DENVER -- Richard Kirk, the man accused of shooting his wife at their home while she was on the phone with a 911 operator, was appointed a public defender and will remain jailed with no bond after appearing in court Wednesday morning.
A few family members and friends were in the courtroom when Kirk, who is facing first-degree murder charges, was brought in wearing a gray jumpsuit and in handcuffs. They did not speak with reporters after the brief hearing.
Kristine Kirk, 44, was on the phone for 13 minutes before she was killed at her home near the University of Denver on Monday night. While police are looking into how they handled the 911 call and their own response time, there is a growing memorial outside the family home.
Police were sent to the home at 2112 S. St. Paul St. at 9:32 p.m. Monday. The mother of three was pronounced dead at 10 p.m.
Sources say Richard Kirk was hallucinating after possibly ingesting edible marijuana. During the 911 call, Kristine Kirk told the dispatcher that her husband was “talking about the end of the world and he wanted her to shoot him.”
When she refused, police say her husband shot her. According to sources, one of the couples’ three children witnessed it.
According to a probable cause statement, Kirk admitted to police that he shot his wife.
The 911 call lasted 13 minutes, police said.
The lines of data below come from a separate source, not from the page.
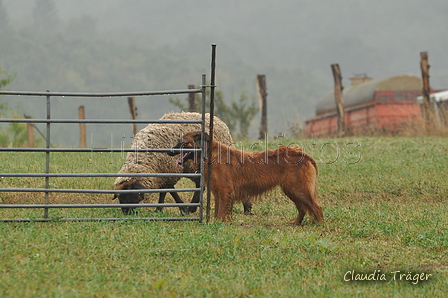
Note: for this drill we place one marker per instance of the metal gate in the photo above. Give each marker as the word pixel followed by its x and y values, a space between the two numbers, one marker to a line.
pixel 48 150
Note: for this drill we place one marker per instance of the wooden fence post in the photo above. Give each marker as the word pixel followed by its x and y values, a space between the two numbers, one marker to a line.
pixel 82 127
pixel 428 109
pixel 133 110
pixel 339 98
pixel 191 100
pixel 262 97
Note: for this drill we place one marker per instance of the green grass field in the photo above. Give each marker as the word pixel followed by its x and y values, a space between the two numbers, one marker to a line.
pixel 385 207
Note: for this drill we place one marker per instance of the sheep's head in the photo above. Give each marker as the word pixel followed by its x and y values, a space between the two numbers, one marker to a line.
pixel 129 198
pixel 190 140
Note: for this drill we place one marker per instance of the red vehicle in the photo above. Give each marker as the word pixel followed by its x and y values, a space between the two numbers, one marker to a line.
pixel 388 105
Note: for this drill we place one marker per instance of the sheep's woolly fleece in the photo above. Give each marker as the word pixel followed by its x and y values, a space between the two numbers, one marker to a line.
pixel 165 136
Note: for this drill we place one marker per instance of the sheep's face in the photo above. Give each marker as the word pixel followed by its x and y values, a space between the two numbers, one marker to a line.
pixel 191 140
pixel 129 198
DPD plans to investigate the emergency call and police response to the homicide.
“Anytime a person dies while communicating with Denver’s emergency services, we examine the circumstances to ensure that the incident was handled properly and we look for areas to improve upon,” police spokesman Sonny Jackson said.
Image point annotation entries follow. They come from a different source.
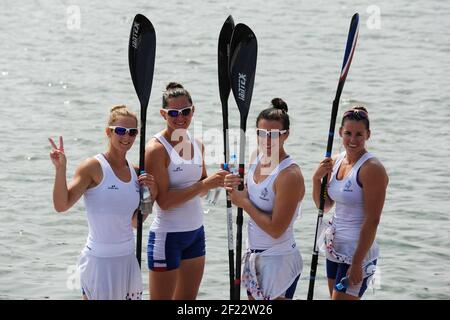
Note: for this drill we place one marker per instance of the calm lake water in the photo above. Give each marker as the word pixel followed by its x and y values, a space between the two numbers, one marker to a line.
pixel 63 64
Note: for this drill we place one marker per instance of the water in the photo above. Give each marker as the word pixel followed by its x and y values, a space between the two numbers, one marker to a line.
pixel 61 78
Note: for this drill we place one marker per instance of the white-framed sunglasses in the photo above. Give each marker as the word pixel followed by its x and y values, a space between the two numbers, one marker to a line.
pixel 173 113
pixel 273 134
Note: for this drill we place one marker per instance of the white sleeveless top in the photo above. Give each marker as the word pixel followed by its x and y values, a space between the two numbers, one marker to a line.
pixel 349 213
pixel 110 206
pixel 183 173
pixel 262 196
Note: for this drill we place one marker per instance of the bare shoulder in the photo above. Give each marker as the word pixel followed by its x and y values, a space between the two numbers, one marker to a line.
pixel 253 156
pixel 90 169
pixel 292 175
pixel 155 147
pixel 334 157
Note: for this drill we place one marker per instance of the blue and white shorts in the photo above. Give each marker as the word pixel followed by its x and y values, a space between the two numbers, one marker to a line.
pixel 165 250
pixel 337 271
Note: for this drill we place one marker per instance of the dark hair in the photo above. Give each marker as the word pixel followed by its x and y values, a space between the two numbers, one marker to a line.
pixel 173 90
pixel 357 113
pixel 276 112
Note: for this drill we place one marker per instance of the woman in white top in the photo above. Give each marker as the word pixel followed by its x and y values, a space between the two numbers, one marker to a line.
pixel 108 266
pixel 176 246
pixel 274 190
pixel 357 185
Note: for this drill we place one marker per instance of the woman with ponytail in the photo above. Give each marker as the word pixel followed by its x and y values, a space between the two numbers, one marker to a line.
pixel 176 245
pixel 109 183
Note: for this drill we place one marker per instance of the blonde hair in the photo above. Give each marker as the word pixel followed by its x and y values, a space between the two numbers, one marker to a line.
pixel 118 111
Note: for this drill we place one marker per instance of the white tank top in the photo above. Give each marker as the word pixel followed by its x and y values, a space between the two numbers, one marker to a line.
pixel 349 213
pixel 183 173
pixel 262 197
pixel 110 206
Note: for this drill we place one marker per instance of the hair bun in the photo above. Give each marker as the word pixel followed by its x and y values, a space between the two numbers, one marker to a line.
pixel 115 108
pixel 279 103
pixel 174 85
pixel 362 108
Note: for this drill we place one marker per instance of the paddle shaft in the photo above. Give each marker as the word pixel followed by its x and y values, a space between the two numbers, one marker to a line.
pixel 239 218
pixel 348 55
pixel 141 169
pixel 323 186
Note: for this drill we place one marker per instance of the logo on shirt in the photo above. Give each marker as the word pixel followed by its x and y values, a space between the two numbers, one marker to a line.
pixel 264 194
pixel 348 187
Jackson said investigators were “looking at there possibly being a marijuana aspect to this particular investigation.”
"My heart goes out to those three boys and Kris’ family. Mom, dad, sister and brothers. This is a terrible thing,” said Lance Kirk, the victim’s brother-in-law and Richard Kirk’s brother.
Neighbors, family and friends say they knew Kristine and Richard as a loving couple and devoted parents.
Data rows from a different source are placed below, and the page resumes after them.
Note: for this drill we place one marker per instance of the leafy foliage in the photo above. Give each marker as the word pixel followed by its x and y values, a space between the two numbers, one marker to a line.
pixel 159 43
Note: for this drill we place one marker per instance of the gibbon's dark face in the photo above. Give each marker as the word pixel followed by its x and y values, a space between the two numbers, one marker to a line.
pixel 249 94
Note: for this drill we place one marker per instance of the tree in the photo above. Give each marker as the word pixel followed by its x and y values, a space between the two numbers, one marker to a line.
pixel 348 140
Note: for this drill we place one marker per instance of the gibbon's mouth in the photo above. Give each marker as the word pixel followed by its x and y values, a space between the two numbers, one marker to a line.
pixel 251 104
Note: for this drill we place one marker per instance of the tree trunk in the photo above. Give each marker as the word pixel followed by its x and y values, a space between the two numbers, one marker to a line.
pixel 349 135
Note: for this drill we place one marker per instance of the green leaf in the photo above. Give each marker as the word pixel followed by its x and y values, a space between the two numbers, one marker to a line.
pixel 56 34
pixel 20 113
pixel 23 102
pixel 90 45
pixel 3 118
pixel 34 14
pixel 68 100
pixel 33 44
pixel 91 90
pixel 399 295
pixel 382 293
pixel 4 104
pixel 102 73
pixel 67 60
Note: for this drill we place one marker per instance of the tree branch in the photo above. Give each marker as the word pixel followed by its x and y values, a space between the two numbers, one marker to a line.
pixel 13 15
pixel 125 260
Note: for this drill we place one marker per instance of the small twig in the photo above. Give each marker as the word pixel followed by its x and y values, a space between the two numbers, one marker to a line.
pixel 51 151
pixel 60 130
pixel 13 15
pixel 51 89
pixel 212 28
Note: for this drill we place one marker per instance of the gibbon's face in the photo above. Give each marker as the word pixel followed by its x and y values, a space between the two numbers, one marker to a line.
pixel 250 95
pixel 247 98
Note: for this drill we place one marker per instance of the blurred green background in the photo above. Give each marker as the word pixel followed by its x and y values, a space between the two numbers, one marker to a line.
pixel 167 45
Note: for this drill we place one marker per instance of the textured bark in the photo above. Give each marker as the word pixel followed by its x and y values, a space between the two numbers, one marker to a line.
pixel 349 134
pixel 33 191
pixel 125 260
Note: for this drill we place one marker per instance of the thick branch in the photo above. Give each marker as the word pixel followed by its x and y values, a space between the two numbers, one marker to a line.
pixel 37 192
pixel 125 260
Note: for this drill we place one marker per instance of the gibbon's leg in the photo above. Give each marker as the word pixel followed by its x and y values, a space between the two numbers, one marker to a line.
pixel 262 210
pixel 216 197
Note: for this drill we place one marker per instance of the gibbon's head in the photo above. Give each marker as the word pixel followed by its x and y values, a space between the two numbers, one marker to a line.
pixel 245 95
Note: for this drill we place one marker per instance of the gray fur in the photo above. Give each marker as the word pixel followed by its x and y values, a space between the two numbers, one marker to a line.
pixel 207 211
"Whatever those boys are going through right now, my thoughts and my prayers are with them and I hope that they find peace,” neighbor Kristin Fynewever said.
“I know that wasn't Richard,” Lance Kirk said. “Let’s just say that. I hope there are some answers that come out about this.”
Records show Richard Kirk, 47, does not have a violent history.
This is the first murder in the University Park neighborhood since at least 2009, as far back as online Denver Police data goes.
Since the beginning of the year, there have only been three “violent crimes” in the University Park neighborhood — one sexual assault, one robbery and one aggravated assault.